Michael Einbinder of this firm recently argued an appeal in the United States Court of Appeals for the Second Circuit for a matter involving the enforcement of a non-competition covenant by our clients, Singas Famous Pizza Brand Corp. and Singas Famous Pizza & Restaurant Corp., which operate or franchise Singas Famous Pizza restaurants. The United States District Court for the Southern District of New York originally held that the defendants, a former franchisee and its principals, were enjoined from operating similar pizza restaurants from the location of the franchised business and from a Queens location that was located within ten miles of the franchised business. The defendants appealed the District Court’s decision as to the Queens location only, arguing that the ten-mile geographic scope of the non-competition covenant was unreasonably broad. The United States Court of Appeals for the Second Circuit affirmed the decision.
The holding of this case is of interest to the franchise community. The Court of Appeals found that defendants expressly agreed in the Franchise Agreement that the ten-mile geographic restriction was fair, reasonable and necessary for the protection of the franchisor’s proprietary interest and that a breach of the non-competition covenant would cause substantial and irreparable harm to the franchisor. The Court of Appeals noted that the defendants’ agreement to such contractual provisions could be viewed as an admission.

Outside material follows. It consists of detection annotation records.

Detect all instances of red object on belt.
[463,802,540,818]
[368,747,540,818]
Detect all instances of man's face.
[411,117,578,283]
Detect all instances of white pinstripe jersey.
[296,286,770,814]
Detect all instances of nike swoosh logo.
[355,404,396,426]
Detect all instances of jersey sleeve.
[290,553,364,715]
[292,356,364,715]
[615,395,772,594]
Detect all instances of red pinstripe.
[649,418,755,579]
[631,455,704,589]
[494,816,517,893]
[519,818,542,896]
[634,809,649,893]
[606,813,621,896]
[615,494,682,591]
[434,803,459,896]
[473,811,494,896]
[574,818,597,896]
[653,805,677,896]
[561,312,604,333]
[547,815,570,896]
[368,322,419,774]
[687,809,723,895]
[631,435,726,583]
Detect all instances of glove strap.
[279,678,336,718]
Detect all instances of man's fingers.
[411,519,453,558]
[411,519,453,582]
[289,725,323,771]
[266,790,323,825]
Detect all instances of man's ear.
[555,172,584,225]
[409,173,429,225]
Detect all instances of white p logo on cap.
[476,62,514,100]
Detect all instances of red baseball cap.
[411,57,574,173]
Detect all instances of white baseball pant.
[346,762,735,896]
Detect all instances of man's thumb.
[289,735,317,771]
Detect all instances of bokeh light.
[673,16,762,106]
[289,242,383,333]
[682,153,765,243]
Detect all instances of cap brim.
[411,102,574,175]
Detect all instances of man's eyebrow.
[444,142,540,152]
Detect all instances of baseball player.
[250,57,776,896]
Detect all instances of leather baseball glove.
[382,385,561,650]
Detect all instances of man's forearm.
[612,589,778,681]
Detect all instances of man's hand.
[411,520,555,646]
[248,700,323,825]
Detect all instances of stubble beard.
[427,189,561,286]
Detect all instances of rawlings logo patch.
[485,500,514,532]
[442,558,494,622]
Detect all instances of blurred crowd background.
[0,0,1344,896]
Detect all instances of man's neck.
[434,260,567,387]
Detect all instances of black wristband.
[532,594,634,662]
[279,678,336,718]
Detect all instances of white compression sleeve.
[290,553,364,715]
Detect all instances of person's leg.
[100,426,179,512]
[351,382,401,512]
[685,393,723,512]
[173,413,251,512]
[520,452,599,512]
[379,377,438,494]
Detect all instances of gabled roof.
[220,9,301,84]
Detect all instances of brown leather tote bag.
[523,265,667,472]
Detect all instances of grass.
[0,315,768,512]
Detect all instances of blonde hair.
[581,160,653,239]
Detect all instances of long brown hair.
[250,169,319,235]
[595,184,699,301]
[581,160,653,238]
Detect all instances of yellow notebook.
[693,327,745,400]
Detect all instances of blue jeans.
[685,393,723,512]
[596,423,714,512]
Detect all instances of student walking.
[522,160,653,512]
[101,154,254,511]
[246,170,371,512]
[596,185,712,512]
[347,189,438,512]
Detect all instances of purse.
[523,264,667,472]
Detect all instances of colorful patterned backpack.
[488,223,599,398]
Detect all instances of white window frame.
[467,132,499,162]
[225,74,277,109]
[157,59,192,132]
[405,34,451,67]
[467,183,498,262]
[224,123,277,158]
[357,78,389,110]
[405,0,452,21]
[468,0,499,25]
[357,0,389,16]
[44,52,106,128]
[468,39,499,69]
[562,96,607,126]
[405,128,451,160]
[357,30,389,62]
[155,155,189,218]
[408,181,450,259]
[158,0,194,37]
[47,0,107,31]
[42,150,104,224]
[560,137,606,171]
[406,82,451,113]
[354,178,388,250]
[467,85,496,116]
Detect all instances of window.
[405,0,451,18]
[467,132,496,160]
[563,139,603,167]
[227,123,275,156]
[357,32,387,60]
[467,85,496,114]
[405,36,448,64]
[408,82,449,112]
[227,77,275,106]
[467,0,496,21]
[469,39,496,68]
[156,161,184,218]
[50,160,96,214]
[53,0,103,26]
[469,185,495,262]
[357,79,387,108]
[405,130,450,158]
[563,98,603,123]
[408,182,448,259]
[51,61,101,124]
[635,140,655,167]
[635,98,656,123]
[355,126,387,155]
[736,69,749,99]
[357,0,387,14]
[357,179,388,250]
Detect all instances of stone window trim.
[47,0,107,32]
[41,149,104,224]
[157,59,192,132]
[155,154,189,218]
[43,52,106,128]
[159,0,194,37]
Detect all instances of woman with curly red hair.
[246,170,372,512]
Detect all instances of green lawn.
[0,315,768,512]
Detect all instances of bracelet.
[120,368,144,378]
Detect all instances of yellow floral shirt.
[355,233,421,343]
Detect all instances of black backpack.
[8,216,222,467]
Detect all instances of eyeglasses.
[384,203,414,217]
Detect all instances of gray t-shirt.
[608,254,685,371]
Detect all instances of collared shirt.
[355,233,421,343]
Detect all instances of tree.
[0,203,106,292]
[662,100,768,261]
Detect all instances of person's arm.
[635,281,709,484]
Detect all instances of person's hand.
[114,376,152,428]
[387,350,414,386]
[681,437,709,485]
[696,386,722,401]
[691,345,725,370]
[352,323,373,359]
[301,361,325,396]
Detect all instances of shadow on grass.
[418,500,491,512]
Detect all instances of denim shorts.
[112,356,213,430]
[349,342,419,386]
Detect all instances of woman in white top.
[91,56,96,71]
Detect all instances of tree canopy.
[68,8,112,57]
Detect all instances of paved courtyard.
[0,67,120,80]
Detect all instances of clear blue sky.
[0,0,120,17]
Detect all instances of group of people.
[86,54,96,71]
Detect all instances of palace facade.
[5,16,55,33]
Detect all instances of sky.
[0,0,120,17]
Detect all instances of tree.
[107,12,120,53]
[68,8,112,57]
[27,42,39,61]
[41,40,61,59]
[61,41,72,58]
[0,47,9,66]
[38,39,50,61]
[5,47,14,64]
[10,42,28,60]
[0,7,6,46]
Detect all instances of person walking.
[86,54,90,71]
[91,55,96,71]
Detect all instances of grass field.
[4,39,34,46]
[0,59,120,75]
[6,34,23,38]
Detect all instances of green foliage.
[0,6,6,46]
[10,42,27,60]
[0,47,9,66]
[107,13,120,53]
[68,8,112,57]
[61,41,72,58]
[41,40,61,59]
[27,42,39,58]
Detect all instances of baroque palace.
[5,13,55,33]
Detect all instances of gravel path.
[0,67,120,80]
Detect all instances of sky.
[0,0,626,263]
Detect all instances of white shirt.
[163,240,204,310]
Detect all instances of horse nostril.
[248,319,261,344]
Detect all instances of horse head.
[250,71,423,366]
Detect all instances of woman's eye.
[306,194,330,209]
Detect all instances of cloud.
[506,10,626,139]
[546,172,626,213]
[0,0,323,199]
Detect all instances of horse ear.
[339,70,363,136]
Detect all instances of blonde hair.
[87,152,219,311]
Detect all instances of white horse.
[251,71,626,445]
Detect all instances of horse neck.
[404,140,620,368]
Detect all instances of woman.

The Court of Appeals referred to the legitimate interest of the franchisor in preventing a former franchisee from using knowledge that it gained from the franchisor to serve former customers and in preventing customer confusion and damage to the franchisor’s goodwill. The Court of Appeals found that defendants’ operation of a pizza restaurant in the Queens location posed a danger to Singas Famous Pizza’s institutional know-how, reputation and goodwill, especially because the defendants used a virtually identical menu, adopted certain practices distinctive to the Singas Famous Pizza system, employed personnel from its former Singas Famous Pizza franchised restaurant and used custom made equipment from that former franchised restaurant.
As a practice advisory, this decision serves as a lesson to draftsmen to make sure that their franchise agreements and non-competition agreements contain express statements and admissions that establish the fairness and reasonableness of the restrictive covenants.